My amazing friend Leah organized a trip to Liberty Island and Ellis Island for our homeschool group. What a fun day! First we took the ferry to Liberty Island (and my son goofed around with his friends). We stayed on, because we have been there before, but neither Kev nor Mikro, nor Leah and her son, had ever been to Ellis Island before. I'm glad we did it this way, because we *still* didn't have enough time to see everything. We all vowed to go back.
Approaching Ellis Island...
Once we got there, we picked up the free audio tour. Since the boys all have cell phones, we let them explore on their own, though they had to check in with us on the hour. We split up and explored. Kev and I did the Through America's Gate exhibit first.
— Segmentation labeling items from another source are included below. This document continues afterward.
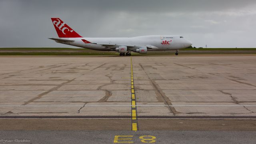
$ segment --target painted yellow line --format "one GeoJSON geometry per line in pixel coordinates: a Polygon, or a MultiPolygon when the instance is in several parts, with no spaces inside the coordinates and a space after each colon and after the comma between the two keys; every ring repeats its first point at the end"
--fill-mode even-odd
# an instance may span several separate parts
{"type": "Polygon", "coordinates": [[[137,131],[137,124],[132,123],[132,130],[137,131]]]}
{"type": "MultiPolygon", "coordinates": [[[[132,108],[136,108],[136,107],[135,106],[136,105],[136,104],[135,104],[135,101],[134,101],[134,100],[132,101],[132,108]]],[[[134,110],[132,110],[133,111],[134,110]]],[[[135,110],[135,112],[136,112],[136,110],[135,110]]]]}
{"type": "Polygon", "coordinates": [[[136,120],[137,119],[136,118],[136,110],[132,110],[132,120],[136,120]]]}
{"type": "Polygon", "coordinates": [[[135,99],[135,95],[134,94],[132,94],[132,98],[135,99]]]}

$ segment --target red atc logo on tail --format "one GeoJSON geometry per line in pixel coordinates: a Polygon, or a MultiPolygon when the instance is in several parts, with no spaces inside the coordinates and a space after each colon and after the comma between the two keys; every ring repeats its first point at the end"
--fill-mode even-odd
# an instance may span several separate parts
{"type": "Polygon", "coordinates": [[[82,36],[75,32],[60,18],[51,18],[53,25],[60,38],[81,38],[82,36]]]}

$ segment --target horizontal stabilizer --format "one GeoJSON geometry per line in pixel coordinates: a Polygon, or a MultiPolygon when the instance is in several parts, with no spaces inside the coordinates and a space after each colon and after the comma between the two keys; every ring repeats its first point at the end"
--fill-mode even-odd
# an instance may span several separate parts
{"type": "Polygon", "coordinates": [[[51,40],[54,40],[57,42],[72,42],[74,41],[74,40],[63,40],[60,38],[48,38],[51,40]]]}

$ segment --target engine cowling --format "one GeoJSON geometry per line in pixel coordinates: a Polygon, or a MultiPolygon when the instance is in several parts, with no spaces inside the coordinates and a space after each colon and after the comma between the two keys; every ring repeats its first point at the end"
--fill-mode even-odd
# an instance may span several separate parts
{"type": "Polygon", "coordinates": [[[116,51],[119,52],[126,52],[127,51],[127,47],[126,46],[119,46],[116,48],[116,51]]]}
{"type": "Polygon", "coordinates": [[[134,52],[138,52],[140,54],[146,54],[147,50],[147,48],[141,48],[135,50],[134,52]]]}

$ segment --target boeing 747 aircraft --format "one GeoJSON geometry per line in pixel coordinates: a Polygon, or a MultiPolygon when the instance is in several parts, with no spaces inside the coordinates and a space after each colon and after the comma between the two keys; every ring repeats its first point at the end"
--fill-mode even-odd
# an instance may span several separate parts
{"type": "Polygon", "coordinates": [[[49,38],[56,42],[103,51],[119,52],[120,56],[131,56],[131,52],[146,54],[149,51],[176,50],[187,48],[191,42],[177,35],[159,35],[131,38],[84,38],[59,18],[51,18],[59,38],[49,38]]]}

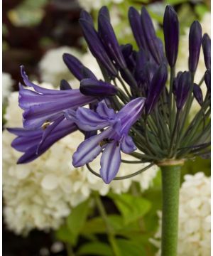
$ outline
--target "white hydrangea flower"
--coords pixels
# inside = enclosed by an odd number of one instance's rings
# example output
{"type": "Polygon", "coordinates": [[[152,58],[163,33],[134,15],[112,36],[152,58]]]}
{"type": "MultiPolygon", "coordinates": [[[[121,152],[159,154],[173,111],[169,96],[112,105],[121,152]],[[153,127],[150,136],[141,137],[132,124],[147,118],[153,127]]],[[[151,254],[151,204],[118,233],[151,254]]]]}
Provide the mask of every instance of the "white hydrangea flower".
{"type": "MultiPolygon", "coordinates": [[[[211,35],[210,13],[206,13],[204,15],[203,18],[200,22],[200,24],[202,29],[202,34],[207,33],[210,36],[211,35]]],[[[189,33],[190,33],[190,28],[187,28],[185,30],[185,35],[182,36],[180,38],[179,51],[178,51],[178,60],[176,63],[177,72],[188,70],[189,33]]],[[[195,82],[197,84],[200,82],[205,71],[206,71],[206,66],[203,56],[202,48],[201,48],[199,63],[195,76],[195,82]]],[[[207,87],[204,82],[202,83],[201,88],[202,90],[203,95],[204,96],[207,92],[207,87]]],[[[196,100],[194,100],[190,112],[191,118],[193,118],[195,114],[197,112],[197,111],[199,111],[200,109],[200,106],[199,105],[199,104],[197,102],[196,100]]]]}
{"type": "MultiPolygon", "coordinates": [[[[202,172],[185,175],[180,190],[179,237],[180,256],[210,255],[211,181],[202,172]]],[[[159,229],[151,242],[160,247],[161,212],[159,229]]],[[[160,251],[157,255],[160,255],[160,251]]]]}
{"type": "Polygon", "coordinates": [[[80,58],[82,53],[75,48],[61,46],[46,52],[38,66],[41,79],[58,87],[62,79],[70,80],[72,75],[62,60],[63,53],[70,53],[80,58]]]}
{"type": "Polygon", "coordinates": [[[12,86],[14,83],[11,75],[6,73],[2,73],[2,102],[5,102],[9,96],[12,86]]]}
{"type": "MultiPolygon", "coordinates": [[[[51,88],[48,84],[40,85],[51,88]]],[[[13,92],[9,98],[5,115],[7,127],[21,126],[18,95],[17,92],[13,92]]],[[[21,154],[11,146],[13,139],[14,135],[4,131],[4,213],[8,228],[16,234],[27,234],[33,228],[57,229],[72,208],[88,198],[93,191],[98,191],[102,196],[110,189],[122,193],[126,192],[131,184],[131,180],[127,179],[106,185],[85,166],[77,169],[72,165],[72,155],[84,139],[80,132],[60,139],[38,159],[22,165],[16,164],[21,154]]],[[[131,157],[125,155],[124,159],[131,157]]],[[[98,171],[99,159],[91,166],[98,171]]],[[[129,174],[136,168],[142,168],[141,164],[121,164],[119,176],[129,174]]],[[[151,168],[132,180],[138,181],[142,190],[146,189],[157,171],[157,167],[151,168]]]]}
We learned about what an immigrant coming to Ellis Island would have experienced, from debarking, to dropping their luggage (all they had in the world) in a huge pile, separation of families (women and children from the men), being observed while they walked upstairs to the huge Registry Room in a process known as the 30 second physical, having a medical exam, and being evaluated for entry based on legal requirements, having your clothes marked with chalk if they felt you were a problem and needed further examination, being detained if you were ill (they let your family stay on the island too, until you either got better or they decided (in about 2 percent of cases) to send you back, in which case your family had to chose whether to stay or go with you). If you were cleared, you went down the stairs in one direction to either a ferry to New York or Hoboken, and a train trip onward to your destination. If you were sent back or detained, you went another direction. They called the stairway "The Stairs of Separation." Later, we had a Ranger Tour with our friends, and learned more.
The Registry Hall is massive, and would have been full of people. Our kids played inspector and quizzed each other about things like where they were from, married or single, and how much money they had, all questions that would have been cross checked against the ship's manifest of the vessel you arrived on.
The huge vaulted ceiling was done by the Guastavino tileworks family. (There will be a post about them soon...)
This is a hearing room for people who were facing being sent back...
We even saw Pete Seeger at Ellis Island, in an exhibit about music:
We enjoyed the museum up until the last ferry back to Battery Park.
Passing through the park, we saw The Sphere, which used to stand in the World Trade Center Plaza.